In recent times, hydrogen has received significant attention as a potential source of clean energy as an alternative to fossil fuels. In order to obtain hydrogen without harming the environment, active research is being carried out, and water electrolysis technologies are being developed that allow hydrogen to be extracted from water without emitting greenhouse gases.
Now, a research team from the Korea Institute of Science and Technology (KIST) has recently developed core technology for the next-generation water electrolysis system that has significantly improved the durability and performance while significantly lowering the cost of producing green hydrogen energy.
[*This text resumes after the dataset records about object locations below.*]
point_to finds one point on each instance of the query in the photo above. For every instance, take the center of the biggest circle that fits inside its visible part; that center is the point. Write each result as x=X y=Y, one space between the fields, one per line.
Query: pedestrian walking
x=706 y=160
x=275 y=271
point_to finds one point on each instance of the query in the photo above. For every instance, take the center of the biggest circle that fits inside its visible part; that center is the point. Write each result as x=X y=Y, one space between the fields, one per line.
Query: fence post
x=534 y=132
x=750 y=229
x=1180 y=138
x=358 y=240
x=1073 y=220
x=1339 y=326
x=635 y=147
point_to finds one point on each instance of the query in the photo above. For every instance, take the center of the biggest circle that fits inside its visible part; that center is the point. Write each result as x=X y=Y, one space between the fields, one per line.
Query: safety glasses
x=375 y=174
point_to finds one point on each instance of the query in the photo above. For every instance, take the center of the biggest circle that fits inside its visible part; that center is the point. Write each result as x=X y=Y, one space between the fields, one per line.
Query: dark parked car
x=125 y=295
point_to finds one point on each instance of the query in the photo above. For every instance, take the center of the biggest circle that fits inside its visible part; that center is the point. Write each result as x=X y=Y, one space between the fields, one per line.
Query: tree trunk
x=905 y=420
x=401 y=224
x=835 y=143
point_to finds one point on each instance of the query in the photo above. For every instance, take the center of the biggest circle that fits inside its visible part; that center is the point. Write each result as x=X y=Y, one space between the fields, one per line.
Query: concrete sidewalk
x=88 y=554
Researchers have developed a membrane electrode assembly (MEA) for anion exchange membrane water electrolyzers (AEMWE) that are expected to replace the costly existing PEMWE technology.
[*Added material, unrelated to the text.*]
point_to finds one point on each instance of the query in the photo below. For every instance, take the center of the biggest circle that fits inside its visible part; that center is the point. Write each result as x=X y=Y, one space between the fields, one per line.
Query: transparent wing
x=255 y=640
AEMWE, which uses an anion exchange membrane and electrode binder, does not rely on the expensive platinum group-metal electrodes and replaces the separator plate material of the water electrolysis cell with iron instead of titanium. When comparing the price of catalyst and separator material alone, the manufacturing cost is reduced by approximately 3,000 times that of the existing devices. However, it has not been commercially utilized owing to its low performance compared to that of the PEMWEs and durability issues of less than 100 hours of sustained operation.
The team developed poly(fluorenyl-co-aryl piperidinium) (PFAP)-based anion exchange materials with high ion conductivity and durability under alkaline conditions by increasing the specific surface area within the structure. And based on this technology, a membrane electrode assembly was developed. The developed material represented excellent durability of more than 1,000 hours of operation and has achieved a new record cell performance of 7.68 A/cm2. This is about six times the performance of existing anion exchange materials and about 1.2 times that of the expensive commercial PEMWE technology (6 A/cm2).
The new membrane and electrode assembly outperforms prior AEMs by a factor of six and outlasts them by a factor of at least 10. What’s more, it’s even got a 20% performance edge over current PEM technology. The technology has overcome the performance and durability issues of the core materials pointed out as limitations in the AEMWE technology to date.
In addition to the excellent performance and durability, the commercialization of the developed anion exchange membrane materials has been underway with the incorporation of large-capacity and large-area applications.
Professor Young Moo Lee of Hanyang University said, “The developed material has a high potential for application as a core material for not only water electrolysis but also for the hydrogen fuel cells, carbon capture utilization, and direct ammonia fuel cells, which are the next-generation hydrogen industry.”